Szykujmy samochodowe skrobaczki i zmiotki, czapki i rękawiczki, a także coś na uspokojenie, bo już od wtorkowego (12.02) poranka mieszkańcy pierwszych regionów zaczną zmagać się z powrotem zimowej aury, wraz z którą zjawi się śnieg.
Jeszcze w poniedziałek (11.02) aura będzie typowo jesienna lub, jak kto woli, przedwiosenna. Termometry będą pokazywać nawet powyżej 5 stopni. Niemal w całym kraju może popadać deszcz. To właśnie on będzie stanowić największe zagrożenie w nocy z poniedziałku na wtorek (11/12.02).
Spodziewamy się wówczas niedużego mrozu, przeważnie do minus 1 stopnia, jednak tyle wystarczy, aby to, co za dnia spadło przy dodatnich temperaturach w formie ciekłej i pozostało na drogach i chodnikach, gdy chwyci mróz natychmiast zamarzło, tworząc przy tym oblodzenie.
W dodatku wraz ze spadkiem temperatury deszcz będzie przechodzić w śnieg. Najpierw stanie się to oczywiście w górach, następnie na terenach podgórskich. Z biegiem godzin granica śniegu będzie się obniżać aż zejdzie na tereny nizinne w nocy z poniedziałku na wtorek (11/12.02).
Sypać będzie przede wszystkim w województwach południowych i wschodnich.
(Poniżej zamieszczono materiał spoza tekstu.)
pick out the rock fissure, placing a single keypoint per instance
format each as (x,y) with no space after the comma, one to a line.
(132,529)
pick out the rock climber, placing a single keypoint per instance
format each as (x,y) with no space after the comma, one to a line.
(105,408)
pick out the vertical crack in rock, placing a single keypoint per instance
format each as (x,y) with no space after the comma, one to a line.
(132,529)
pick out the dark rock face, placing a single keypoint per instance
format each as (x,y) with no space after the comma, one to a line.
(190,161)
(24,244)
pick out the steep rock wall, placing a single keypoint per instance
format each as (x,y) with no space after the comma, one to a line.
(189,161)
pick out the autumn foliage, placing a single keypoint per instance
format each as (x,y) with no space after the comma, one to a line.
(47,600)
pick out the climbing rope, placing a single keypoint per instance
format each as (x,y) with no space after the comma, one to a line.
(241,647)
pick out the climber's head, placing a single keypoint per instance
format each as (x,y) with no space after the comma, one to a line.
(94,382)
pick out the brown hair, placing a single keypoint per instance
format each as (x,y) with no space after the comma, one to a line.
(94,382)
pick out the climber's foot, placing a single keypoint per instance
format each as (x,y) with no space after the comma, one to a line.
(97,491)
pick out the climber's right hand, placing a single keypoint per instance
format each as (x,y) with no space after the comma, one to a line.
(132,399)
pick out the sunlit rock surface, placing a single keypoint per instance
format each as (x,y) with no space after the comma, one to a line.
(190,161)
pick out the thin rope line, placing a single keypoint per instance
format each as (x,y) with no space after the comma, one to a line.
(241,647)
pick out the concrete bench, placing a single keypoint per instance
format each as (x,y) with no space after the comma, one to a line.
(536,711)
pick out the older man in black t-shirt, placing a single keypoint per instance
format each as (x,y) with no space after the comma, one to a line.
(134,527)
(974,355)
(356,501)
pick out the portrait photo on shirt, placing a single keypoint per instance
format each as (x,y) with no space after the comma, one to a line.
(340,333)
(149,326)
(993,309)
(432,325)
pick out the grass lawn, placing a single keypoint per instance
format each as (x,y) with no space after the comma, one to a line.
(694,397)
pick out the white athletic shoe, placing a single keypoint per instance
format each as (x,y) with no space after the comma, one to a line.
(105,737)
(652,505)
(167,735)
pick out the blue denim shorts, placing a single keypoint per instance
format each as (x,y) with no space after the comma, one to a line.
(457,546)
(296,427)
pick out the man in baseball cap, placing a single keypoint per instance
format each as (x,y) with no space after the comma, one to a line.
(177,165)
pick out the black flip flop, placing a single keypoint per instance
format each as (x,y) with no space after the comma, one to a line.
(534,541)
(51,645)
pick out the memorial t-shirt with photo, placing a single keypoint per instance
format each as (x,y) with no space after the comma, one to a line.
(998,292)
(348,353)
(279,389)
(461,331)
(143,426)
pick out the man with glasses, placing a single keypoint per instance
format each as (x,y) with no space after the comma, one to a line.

We wtorek (12.02) o poranku krajobrazy zabielone mogą już być miejscami na Śląsku, w Małopolsce, na Podkarpaciu, Lubelszczyźnie, Kielecczyźnie, Ziemi Łódzkiej, Mazowszu, Podlasiu, Mazurach i Warmii.
W tych regionach kierowcom zalecamy wcześniejsze wyjście z domu, bo niewykluczone, że trzeba będzie odśnieżać auto, w dodatku na śliskich jezdniach mogą się tworzyć korki. W ciągu dnia nadal może śnieżyć na południu, wschodzie i w centrum, ale będą to opady słabe i przelotne.
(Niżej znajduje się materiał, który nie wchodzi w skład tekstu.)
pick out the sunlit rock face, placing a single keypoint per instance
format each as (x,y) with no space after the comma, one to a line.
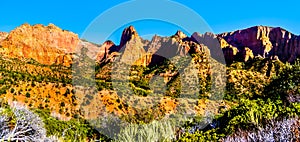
(45,44)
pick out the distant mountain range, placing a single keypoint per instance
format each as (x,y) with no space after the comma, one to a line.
(52,45)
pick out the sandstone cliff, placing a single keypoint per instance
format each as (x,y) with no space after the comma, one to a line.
(45,44)
(263,41)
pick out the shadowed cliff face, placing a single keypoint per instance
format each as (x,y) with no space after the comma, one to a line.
(263,41)
(134,50)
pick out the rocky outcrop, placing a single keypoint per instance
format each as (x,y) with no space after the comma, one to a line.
(45,44)
(263,41)
(3,35)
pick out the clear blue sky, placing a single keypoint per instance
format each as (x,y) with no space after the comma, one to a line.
(221,16)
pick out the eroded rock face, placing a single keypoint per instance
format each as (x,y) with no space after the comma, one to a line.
(264,41)
(3,35)
(45,44)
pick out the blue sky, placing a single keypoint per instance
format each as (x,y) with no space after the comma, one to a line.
(221,16)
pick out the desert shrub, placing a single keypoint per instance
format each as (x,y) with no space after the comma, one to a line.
(275,130)
(152,132)
(286,86)
(72,130)
(27,126)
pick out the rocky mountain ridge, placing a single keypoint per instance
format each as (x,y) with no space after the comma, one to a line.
(52,45)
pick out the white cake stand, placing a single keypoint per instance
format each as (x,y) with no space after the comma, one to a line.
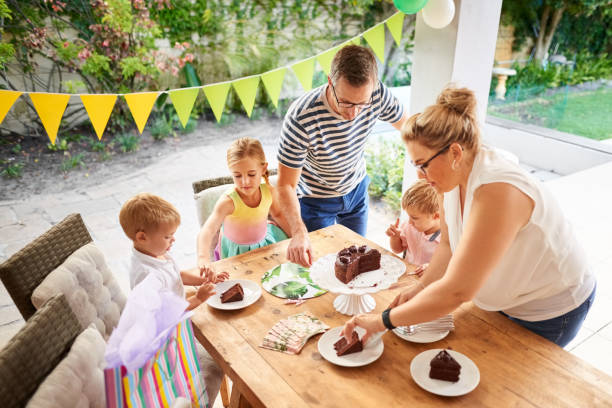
(354,297)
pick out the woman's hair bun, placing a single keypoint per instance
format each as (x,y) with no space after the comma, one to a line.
(460,100)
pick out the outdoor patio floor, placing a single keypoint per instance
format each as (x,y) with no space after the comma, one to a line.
(586,197)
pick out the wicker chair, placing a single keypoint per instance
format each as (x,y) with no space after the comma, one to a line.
(26,269)
(35,350)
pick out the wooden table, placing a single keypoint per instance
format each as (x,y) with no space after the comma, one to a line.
(517,367)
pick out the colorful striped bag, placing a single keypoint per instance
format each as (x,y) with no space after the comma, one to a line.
(172,372)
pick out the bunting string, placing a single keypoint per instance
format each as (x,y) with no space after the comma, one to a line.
(50,106)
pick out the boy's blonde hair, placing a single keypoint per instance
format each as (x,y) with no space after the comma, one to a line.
(247,147)
(422,197)
(146,212)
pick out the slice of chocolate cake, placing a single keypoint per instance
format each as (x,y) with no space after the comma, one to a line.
(352,261)
(444,367)
(343,347)
(233,294)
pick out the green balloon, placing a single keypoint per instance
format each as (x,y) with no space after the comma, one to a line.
(409,6)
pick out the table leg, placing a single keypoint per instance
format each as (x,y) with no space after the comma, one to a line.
(237,400)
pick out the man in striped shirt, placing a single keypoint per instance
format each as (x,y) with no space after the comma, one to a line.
(322,176)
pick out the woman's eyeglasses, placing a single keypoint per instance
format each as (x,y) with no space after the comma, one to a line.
(423,166)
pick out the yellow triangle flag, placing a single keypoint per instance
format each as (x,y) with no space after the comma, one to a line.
(304,71)
(246,88)
(7,99)
(216,95)
(140,105)
(375,37)
(99,108)
(273,82)
(395,23)
(50,109)
(326,58)
(183,100)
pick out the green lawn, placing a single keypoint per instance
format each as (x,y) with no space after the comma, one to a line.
(587,114)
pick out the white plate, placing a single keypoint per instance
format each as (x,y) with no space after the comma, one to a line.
(421,337)
(252,292)
(370,352)
(469,377)
(391,268)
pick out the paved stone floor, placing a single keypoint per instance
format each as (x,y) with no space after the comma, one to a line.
(585,196)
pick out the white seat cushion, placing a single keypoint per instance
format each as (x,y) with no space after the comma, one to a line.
(89,286)
(77,380)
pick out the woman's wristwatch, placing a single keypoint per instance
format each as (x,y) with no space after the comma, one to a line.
(387,320)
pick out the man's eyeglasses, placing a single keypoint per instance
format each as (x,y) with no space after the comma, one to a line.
(348,105)
(423,166)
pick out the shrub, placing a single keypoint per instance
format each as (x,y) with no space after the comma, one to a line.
(385,165)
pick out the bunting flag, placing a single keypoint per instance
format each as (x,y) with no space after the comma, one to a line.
(326,58)
(273,82)
(183,100)
(375,37)
(246,88)
(140,105)
(7,99)
(50,109)
(99,108)
(395,23)
(304,70)
(216,95)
Jedynie w górach, zwłaszcza wysoko, opady będą intensywniejsze. Póki co krajobrazy ponownie nie zabielą się na zachodzie i północy. Z kolei na północnym wschodzie wciąż zalega stara pokrywa śnieżna, której jest miejscami nawet kilkanaście centymetrów.
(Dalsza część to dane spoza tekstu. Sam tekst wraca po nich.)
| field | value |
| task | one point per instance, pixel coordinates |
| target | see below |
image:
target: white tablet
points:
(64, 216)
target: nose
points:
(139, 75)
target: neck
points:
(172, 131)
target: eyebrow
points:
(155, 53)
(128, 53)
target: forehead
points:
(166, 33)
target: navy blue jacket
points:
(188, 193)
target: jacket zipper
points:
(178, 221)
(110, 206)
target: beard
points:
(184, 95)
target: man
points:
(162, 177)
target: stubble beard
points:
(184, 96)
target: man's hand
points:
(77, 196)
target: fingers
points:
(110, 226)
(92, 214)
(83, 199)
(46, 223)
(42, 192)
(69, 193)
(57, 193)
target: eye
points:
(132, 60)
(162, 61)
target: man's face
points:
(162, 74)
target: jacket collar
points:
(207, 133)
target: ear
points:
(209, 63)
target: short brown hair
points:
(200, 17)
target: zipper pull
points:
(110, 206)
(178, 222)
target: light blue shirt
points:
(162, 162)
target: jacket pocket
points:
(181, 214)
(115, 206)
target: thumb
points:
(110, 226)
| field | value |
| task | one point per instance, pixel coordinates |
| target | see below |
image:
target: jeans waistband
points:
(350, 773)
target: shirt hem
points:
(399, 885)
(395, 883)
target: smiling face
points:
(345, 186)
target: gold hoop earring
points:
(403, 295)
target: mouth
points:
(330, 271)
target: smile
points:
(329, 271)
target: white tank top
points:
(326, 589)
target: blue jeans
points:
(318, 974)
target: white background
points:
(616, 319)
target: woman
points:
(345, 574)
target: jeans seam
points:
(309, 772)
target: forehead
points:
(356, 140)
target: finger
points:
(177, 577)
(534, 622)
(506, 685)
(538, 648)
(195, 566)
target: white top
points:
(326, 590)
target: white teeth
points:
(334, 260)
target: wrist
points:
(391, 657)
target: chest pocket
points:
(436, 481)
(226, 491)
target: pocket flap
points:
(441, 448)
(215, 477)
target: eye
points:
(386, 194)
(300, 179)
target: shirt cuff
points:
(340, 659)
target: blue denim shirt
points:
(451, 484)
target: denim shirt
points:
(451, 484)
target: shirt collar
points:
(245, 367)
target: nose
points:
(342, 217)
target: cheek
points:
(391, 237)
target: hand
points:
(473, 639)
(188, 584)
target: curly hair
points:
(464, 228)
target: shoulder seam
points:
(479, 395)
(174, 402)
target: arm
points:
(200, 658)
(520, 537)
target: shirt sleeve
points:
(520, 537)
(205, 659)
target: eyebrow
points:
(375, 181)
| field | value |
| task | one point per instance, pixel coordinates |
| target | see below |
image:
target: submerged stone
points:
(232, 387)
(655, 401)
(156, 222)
Silniejszych opadów śniegu spodziewamy się w środę (13.02), gdy z zachodu na wschód kraju będzie wędrować mocniejszy front atmosferyczny. Tym razem śnieg przyniesie on na większym obszarze kraju, jedynie poza województwami zachodnimi, gdzie będzie na tyle ciepło, aby padał wyłącznie deszcz.
Z biegiem dni będzie coraz cieplej, więc śnieg ponownie będzie się zmieniać w deszcz, a to, co spadnie i zabieli widoki, szybko będzie się roztapiać. Tym razem zima przybędzie do nas dosłownie na chwilę. Pamiętajmy tylko o zachowaniu ostrożności, ponieważ wciąż niebezpieczne będą zjawiska lodowe.